The above photo of Kenny Jerome, taken around 1990 is courtesy of Mary Kay Raymond
From the Saturday, July 9, 2005 issue of The St. Albans Messenger

Investigators keeping lid on probe into man’s death

Messenger Staff Writers

SHELDON –– More than 24 hours after Kenneth Jerome’s dead body was found on an East Sheldon Road farm, police still had little information Friday as to how he was fatally shot – or who did it.

During a 4 p.m. press conference at Diamond Hill Custom Heifers Farm, where Jerome died, Vermont State Police (VSP) Lt. Brian Miller called the incident a “suspicious death,” not a homicide.
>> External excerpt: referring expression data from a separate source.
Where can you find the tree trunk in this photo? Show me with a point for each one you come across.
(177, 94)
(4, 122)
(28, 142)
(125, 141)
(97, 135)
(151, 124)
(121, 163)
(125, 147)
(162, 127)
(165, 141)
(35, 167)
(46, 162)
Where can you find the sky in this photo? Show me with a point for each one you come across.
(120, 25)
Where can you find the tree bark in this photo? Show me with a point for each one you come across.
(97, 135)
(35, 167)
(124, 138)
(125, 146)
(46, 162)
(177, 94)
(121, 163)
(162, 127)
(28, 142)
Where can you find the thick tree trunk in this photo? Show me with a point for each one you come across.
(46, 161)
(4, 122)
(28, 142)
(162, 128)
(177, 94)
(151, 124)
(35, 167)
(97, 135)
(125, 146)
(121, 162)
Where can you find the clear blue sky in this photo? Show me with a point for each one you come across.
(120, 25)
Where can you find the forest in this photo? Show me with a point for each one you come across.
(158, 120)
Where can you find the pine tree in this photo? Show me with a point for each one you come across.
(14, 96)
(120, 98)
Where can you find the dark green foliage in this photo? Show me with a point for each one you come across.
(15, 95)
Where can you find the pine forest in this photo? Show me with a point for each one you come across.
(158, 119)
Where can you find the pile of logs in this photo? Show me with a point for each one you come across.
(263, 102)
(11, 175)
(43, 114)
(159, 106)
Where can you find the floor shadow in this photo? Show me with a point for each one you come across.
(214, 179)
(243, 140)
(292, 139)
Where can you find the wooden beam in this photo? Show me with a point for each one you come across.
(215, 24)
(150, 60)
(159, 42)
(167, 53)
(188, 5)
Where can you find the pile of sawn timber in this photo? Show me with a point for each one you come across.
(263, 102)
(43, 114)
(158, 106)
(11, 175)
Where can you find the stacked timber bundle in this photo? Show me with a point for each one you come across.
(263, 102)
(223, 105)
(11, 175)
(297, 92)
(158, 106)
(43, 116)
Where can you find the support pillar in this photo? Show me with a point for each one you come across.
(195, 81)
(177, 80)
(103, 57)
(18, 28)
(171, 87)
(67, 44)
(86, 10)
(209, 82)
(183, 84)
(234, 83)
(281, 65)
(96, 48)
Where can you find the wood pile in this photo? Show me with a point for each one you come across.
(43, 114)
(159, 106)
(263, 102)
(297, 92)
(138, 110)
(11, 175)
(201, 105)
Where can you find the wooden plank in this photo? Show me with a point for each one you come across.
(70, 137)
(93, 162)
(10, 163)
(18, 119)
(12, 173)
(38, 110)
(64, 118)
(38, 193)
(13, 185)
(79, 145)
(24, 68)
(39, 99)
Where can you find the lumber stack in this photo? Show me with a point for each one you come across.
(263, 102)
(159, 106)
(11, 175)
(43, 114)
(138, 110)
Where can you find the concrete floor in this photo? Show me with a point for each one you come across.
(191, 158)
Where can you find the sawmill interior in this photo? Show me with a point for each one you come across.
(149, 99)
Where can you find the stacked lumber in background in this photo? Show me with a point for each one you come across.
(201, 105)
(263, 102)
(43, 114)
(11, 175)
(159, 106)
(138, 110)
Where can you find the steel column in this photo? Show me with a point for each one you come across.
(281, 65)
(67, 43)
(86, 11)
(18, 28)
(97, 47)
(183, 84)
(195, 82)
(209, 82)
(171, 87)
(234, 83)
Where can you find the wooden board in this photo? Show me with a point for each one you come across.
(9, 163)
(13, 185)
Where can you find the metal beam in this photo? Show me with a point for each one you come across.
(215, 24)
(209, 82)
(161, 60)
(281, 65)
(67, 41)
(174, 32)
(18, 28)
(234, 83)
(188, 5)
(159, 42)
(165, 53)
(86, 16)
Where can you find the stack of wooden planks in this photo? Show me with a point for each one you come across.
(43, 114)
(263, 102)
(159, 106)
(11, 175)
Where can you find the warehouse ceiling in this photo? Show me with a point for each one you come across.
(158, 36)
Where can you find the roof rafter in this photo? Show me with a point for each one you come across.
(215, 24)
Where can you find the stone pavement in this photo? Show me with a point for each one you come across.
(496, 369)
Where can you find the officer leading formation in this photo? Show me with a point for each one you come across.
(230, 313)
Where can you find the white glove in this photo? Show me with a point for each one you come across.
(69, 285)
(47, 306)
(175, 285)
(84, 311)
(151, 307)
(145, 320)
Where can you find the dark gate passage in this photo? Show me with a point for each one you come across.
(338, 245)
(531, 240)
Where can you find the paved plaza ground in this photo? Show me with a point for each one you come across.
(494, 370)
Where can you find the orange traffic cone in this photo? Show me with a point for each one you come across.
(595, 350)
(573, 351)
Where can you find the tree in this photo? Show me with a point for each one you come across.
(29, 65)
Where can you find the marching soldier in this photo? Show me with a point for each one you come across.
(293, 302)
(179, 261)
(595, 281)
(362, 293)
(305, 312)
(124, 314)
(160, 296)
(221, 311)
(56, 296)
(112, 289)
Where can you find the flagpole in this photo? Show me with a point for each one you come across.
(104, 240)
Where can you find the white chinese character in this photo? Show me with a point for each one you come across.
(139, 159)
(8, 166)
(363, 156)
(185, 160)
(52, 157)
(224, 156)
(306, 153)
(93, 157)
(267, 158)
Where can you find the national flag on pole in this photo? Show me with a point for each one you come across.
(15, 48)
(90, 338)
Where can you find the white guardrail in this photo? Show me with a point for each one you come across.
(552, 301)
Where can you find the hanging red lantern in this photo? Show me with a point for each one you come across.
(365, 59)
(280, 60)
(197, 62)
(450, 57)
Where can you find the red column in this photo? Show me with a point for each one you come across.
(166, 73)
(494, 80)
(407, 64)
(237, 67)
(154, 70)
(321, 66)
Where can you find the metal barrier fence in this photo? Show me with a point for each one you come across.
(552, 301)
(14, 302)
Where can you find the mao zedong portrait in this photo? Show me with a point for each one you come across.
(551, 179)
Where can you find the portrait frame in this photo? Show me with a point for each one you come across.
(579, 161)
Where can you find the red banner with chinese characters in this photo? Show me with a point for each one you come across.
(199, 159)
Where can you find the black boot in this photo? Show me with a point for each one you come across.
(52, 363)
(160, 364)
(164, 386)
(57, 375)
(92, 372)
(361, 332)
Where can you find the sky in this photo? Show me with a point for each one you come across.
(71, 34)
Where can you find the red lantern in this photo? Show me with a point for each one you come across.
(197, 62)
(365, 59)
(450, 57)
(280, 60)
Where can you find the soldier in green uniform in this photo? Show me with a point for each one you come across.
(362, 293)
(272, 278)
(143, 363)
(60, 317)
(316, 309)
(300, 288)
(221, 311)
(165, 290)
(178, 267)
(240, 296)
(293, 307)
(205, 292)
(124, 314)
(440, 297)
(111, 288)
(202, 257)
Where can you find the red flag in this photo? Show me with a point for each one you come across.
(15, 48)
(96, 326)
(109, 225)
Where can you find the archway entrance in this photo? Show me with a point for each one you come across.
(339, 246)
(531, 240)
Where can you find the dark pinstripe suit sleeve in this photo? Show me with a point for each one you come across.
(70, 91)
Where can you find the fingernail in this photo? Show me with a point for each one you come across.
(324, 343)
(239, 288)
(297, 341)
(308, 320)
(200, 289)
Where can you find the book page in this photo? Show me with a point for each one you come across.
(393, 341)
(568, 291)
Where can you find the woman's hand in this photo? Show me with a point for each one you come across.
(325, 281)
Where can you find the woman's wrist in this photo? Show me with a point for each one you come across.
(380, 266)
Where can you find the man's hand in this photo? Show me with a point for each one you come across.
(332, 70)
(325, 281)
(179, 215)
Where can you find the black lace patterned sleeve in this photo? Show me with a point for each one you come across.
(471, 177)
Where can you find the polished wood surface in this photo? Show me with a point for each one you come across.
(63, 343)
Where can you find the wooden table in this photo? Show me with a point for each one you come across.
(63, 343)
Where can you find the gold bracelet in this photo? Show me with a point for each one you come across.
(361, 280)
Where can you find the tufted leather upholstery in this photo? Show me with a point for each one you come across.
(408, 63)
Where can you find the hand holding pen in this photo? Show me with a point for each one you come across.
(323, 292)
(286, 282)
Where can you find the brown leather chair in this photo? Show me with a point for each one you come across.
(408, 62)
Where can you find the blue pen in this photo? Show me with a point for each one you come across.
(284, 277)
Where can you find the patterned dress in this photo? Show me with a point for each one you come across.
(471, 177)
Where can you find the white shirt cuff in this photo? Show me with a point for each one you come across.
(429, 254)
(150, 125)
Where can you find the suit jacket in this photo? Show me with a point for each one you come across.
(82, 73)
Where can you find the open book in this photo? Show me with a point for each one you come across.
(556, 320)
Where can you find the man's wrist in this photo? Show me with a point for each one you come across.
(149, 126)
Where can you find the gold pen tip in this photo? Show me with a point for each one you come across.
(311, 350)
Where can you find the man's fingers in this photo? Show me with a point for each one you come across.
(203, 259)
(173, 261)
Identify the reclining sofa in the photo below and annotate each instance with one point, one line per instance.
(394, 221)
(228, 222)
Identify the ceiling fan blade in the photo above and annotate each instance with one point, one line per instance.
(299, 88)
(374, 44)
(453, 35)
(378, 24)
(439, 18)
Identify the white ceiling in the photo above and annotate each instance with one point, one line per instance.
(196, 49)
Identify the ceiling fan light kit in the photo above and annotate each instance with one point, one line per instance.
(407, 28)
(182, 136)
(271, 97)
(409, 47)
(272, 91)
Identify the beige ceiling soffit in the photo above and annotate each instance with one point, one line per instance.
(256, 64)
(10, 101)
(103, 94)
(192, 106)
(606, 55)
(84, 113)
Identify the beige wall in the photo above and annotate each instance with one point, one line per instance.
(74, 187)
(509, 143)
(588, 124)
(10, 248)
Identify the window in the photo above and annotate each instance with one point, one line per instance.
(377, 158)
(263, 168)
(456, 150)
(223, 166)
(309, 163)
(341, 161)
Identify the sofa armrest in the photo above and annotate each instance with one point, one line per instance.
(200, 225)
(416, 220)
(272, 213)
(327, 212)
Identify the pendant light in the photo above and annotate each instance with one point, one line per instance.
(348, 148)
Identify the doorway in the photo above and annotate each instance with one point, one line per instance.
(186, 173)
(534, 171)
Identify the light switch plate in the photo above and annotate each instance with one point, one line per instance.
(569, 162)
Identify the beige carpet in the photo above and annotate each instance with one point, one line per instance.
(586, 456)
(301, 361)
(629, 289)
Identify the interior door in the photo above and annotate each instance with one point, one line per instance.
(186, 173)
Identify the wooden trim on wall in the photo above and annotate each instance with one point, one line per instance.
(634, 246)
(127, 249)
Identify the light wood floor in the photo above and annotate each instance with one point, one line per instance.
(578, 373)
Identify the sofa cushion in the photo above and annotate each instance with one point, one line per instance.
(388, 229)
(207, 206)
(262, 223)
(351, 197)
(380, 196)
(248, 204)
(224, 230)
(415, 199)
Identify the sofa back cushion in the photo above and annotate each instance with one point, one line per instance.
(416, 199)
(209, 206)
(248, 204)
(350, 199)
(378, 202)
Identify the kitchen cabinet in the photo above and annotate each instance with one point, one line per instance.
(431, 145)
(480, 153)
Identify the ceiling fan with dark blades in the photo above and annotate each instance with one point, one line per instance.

“It is possible it’s accidental,” Miller said. “It’s not looking like it’s going in that direction at this time, but it is possible.”

Jerome, 33, was fatally shot at 12:50 p.m. Thursday outside a barn at Diamond Hill Farm. He sustained a single gunshot wound to the chest, the state’s attorney said Friday morning. No weapon was found at the scene, and police have not recovered one.

An autopsy on Jerome’s body was finished by late Friday afternoon, but police were still unsure at that time what type of weapon was involved.

Miller said investigators have a general idea of where the shot originated, though he would not disclose the location. He also was unsure whether Jerome was atop farm equipment when he was shot.

At least four people were working on the farm when Jerome died; police speculated none of them witnessed the shooting.

“Right off the top of my head, I’d say no,” said VSP Capt. Tom Bombardier, who co-conducted the press conference. “But if I did know, I wouldn’t tell you who they were or what they saw.”

Bombardier could not confirm that Jerome was a target, but he did rule out that the shooting was random.

“If that were the case, there would have been multiple shots fired, and multiple victims,” the captain said. “There was only one shot with one victim.”

Police interviewed potential witnesses and area residents throughout Friday and “processed the area for physical evidence,” Miller said.

At about 3:15 p.m. Friday, a handful of uniformed and plain-clothed VSP officers gathered at 5496 East Sheldon Road – the home of Stephen Harrness, a Sheldon dairy farmer. While there, they took pictures of the front and rear of the house and entered through the side entrance.

At one point, a uniformed officer climbed up a small hill behind Harrness’ home and drew his gun after a cow rustled in some nearby trees.

When asked why police were at 5496 East Sheldon Road, Bombardier and Miller said they were canvassing the neighborhood. They never mentioned that the home belongs to Stephen Harrness.

“The area consists of a lot of farms and people who work on them,” Miller said.

As reported in Friday’s Messenger, Jerome, also of East Sheldon Road, was linked romantically with Jennifer Miller, 27, the ex-wife of Dennis Harrness, 35, who was convicted in January of counseling Miller to burn their Sheldon mobile home in 2001. Dennis Harrness is Stephen Harrness’ son.

The allegations against Dennis Harrness surfaced during an investigation into a June 12, 2003 barn fire at the Diamond Hill Custom Heifers Farm, owned by Terry Magnan.

After Dennis Harrness’s arrest, Miller testified that members of the Harrness family conspired to commit multiple arsons dating back to 1996 in order to collect insurance money on various properties.

Miller was the primary witness and received immunity from prosecution in exchange for her testimony. In April, Dennis Harrness was found guilty and received a two-to-five-year suspended sentence.

In a now closed case, Miller and Jerome gave signed statements last year saying they had been threatened by Harrness’ brother Thomas, also of East Sheldon Road, following Dennis’ 2003 arson arrest.

Thomas repeatedly drove by Miller’s home, screaming, swearing profusely and sticking up his middle finger at her, Miller said.

According to court documents, Miller and Jerome said Thomas Harrness formed his hand into the shape of a gun and pretended to shoot at them outside Miller’s home in March 2004

Thomas Harrness pleaded guilty in September to stalking Miller and received a nine-to-12 month suspended sentence and was released on probation. The state dismissed the original felony charges of obstructing justice and attempted aggravated assault with a deadly weapon.

Dennis Harrness, also of East Sheldon Road, is set to appear in court again on Aug. 1 for allegedly setting fire to his brother’s home in 1999. A jury draw in the case is set for Aug. 2.

Lt. Miller and Capt. Bombardier would not say whether Jennifer Miller is in protective custody. They do not believe the Magnans are in danger.

“The Magnans have been very helpful in our investigation,” Det. Miller said.